This thesis proposes ‘unknowing’ as a concept for interspecies practice, which articulates how the human artist consciously delimits their expectations of other-than-human participants to open space for new distributed knowledge to emerge. It develops ‘speculative anthropomorphism’ as a tool to imaginatively adopt differing creaturely perspectives and bring together alternative sources of knowledge that offer fresh approaches to human ideas and problems, and challenge epistemological hierarchies. Feral participations generate artworks that create opportunities for human audiences to engage more deeply and imaginatively with nonhuman beings, and perceive them and ourselves in new ways, and co-shape the ethical and aesthetic register in which art is made and received.
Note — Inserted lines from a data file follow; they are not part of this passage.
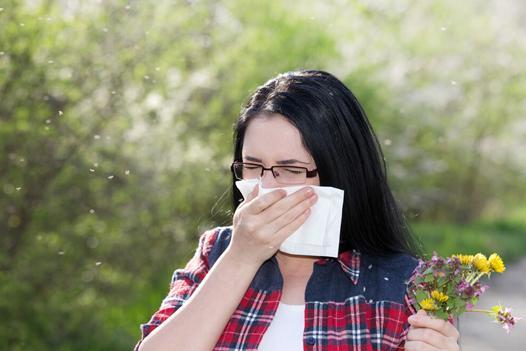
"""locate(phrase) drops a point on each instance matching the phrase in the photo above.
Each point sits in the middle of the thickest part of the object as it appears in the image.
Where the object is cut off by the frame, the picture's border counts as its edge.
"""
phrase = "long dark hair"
(337, 133)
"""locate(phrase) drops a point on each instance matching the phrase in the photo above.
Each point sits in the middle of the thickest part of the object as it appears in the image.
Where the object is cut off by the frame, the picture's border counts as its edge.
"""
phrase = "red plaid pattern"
(353, 323)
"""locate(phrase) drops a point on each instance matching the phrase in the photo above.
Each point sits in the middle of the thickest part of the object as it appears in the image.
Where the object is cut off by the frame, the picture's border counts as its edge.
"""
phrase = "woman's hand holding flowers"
(431, 334)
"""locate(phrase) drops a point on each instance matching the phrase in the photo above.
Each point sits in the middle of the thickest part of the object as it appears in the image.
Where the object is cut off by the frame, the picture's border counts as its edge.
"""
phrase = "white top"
(285, 332)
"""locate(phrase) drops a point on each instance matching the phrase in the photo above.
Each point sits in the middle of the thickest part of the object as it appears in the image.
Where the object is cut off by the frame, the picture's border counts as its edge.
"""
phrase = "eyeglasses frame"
(309, 173)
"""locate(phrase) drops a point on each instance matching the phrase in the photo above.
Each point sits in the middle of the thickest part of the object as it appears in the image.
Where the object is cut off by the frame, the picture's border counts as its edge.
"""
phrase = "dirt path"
(479, 333)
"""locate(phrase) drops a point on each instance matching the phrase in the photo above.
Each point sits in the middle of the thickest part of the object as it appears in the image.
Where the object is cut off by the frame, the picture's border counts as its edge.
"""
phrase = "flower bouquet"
(447, 287)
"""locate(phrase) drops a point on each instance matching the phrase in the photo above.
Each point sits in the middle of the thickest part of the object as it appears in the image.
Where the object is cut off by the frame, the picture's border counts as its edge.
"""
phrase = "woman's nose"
(268, 180)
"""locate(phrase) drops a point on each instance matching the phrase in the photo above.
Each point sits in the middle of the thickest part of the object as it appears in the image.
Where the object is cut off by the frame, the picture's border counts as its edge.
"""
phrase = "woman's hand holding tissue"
(262, 223)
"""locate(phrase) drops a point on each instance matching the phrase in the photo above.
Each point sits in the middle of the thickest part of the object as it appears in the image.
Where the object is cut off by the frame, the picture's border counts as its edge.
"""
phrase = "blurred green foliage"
(115, 135)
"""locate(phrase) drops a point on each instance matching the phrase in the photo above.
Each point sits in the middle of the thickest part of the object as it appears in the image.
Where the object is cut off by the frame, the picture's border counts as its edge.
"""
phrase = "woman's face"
(272, 140)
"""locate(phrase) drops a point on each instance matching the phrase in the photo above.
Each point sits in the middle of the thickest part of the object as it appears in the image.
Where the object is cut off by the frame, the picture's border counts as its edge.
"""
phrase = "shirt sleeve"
(409, 309)
(184, 282)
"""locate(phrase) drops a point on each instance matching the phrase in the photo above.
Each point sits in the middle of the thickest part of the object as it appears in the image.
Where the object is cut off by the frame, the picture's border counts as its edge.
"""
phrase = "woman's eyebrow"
(282, 162)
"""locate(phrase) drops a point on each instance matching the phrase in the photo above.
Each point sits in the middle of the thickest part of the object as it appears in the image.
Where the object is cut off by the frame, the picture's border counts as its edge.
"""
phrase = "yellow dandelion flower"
(438, 296)
(465, 259)
(481, 263)
(496, 263)
(428, 304)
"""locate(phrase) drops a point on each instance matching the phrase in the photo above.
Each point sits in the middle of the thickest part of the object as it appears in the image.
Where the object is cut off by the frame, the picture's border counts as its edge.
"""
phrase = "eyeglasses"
(282, 174)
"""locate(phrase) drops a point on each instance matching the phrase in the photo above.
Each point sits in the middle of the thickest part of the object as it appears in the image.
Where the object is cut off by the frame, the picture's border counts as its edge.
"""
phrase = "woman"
(239, 292)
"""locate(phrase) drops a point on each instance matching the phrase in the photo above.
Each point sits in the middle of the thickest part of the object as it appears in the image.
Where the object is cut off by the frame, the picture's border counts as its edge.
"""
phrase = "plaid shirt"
(355, 302)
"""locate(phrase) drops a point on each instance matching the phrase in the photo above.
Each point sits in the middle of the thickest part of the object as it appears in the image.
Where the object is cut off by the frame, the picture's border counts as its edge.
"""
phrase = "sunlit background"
(116, 136)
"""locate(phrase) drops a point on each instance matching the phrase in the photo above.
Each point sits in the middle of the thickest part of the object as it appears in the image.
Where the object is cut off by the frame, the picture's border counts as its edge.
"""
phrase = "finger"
(292, 214)
(285, 204)
(260, 203)
(422, 320)
(428, 336)
(253, 194)
(290, 228)
(419, 346)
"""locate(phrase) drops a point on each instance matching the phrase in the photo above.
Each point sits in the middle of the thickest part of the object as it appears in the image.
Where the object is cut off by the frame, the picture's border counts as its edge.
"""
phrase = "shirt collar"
(349, 261)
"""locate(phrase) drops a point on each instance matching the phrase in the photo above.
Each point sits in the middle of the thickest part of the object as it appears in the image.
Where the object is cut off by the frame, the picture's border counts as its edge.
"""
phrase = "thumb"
(252, 195)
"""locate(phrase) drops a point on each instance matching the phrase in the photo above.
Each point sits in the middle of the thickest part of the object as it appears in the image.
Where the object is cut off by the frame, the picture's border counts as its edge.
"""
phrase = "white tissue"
(320, 234)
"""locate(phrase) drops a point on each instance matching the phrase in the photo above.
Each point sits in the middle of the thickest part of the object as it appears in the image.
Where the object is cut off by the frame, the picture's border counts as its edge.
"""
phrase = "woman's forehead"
(273, 138)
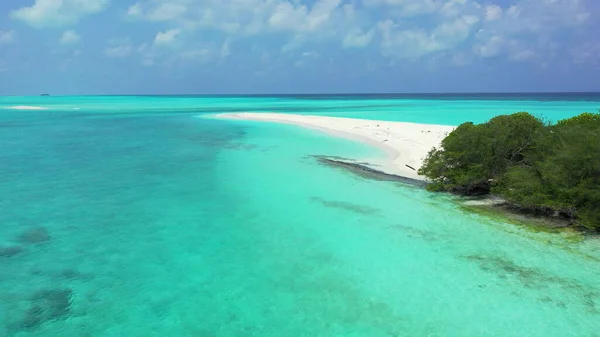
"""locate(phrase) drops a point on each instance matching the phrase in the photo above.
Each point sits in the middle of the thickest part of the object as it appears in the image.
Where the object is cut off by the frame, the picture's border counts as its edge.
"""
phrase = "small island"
(535, 166)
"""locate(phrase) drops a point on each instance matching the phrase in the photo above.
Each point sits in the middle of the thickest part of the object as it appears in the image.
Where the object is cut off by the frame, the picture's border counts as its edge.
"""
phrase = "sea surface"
(143, 216)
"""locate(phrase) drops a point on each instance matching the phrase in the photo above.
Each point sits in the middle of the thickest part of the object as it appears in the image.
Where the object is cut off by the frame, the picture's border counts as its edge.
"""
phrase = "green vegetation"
(550, 169)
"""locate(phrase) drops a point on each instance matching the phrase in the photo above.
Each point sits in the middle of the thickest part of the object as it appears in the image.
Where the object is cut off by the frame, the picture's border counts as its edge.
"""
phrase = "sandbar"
(405, 144)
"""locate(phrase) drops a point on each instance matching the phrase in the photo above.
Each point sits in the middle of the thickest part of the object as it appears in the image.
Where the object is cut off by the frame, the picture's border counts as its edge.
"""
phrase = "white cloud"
(407, 29)
(493, 12)
(69, 37)
(414, 43)
(588, 53)
(7, 36)
(407, 8)
(251, 17)
(357, 39)
(48, 13)
(118, 48)
(167, 37)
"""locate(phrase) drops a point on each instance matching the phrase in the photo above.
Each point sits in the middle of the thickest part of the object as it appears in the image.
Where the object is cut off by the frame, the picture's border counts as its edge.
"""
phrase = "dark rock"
(45, 306)
(11, 251)
(366, 171)
(34, 236)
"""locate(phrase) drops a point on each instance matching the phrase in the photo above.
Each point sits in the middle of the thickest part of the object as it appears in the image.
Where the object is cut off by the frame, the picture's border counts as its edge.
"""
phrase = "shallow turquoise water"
(159, 223)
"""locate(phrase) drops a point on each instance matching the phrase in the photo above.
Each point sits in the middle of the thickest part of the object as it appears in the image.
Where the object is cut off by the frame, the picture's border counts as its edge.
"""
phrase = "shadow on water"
(533, 278)
(347, 206)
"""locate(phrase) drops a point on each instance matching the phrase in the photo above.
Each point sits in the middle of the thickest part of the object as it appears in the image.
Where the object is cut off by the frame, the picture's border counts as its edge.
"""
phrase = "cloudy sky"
(292, 46)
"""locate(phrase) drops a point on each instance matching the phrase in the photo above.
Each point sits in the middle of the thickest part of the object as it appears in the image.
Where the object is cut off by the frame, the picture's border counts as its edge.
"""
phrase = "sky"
(298, 46)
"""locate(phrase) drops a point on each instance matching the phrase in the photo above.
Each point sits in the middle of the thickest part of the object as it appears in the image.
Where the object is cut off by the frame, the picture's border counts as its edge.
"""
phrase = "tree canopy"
(542, 167)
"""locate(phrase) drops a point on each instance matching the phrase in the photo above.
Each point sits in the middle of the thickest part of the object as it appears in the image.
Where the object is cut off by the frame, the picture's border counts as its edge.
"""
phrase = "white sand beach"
(404, 143)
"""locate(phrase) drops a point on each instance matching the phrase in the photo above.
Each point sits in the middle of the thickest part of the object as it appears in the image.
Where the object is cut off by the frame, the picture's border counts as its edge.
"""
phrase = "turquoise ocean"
(138, 216)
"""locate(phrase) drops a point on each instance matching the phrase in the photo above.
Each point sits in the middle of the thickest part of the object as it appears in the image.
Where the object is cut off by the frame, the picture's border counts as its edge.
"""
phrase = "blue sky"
(293, 46)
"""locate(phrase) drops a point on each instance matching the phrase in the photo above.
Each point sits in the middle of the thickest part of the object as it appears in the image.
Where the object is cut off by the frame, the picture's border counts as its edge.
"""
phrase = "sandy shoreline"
(404, 143)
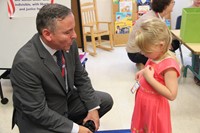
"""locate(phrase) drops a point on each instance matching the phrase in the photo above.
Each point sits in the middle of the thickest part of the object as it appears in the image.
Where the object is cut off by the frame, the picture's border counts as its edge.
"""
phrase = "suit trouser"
(77, 110)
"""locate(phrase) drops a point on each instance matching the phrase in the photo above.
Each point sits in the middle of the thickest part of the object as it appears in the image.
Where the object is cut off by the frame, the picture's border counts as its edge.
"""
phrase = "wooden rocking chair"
(91, 27)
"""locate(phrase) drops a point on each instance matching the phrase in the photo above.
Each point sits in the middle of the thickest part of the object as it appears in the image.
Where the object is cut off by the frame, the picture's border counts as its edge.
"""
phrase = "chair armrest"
(104, 22)
(88, 25)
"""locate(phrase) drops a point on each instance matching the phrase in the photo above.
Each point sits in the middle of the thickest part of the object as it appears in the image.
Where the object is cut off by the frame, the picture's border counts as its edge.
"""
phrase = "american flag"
(11, 7)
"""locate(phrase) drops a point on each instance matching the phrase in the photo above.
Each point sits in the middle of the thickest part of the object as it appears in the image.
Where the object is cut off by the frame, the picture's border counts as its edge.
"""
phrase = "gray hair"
(48, 16)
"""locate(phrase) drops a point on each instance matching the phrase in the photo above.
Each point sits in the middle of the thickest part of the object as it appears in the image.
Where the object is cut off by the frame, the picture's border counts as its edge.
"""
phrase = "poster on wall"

The research draws selectively from participatory art, feminist new materialisms and indigenous animisms, as well as the writing of Deleuze and Guattari, to articulate the affective dynamics of feral participations, which position other-than-human subjectivities (for example ants) as specifically powerful and influential within a creative assemblage. What currently occupies a position outside art (the gestures, forms and markings of the nonhuman) is brought into its purview. All beings are brought forward as persons, and their societies as cultural containers of knowledge and creativity, with and from which humans can learn.
This thesis is submitted in partial fulfilment of the requirements for the degree of PhD in Fine Art at The University of the Arts London with University for the Creative Arts, Canterbury.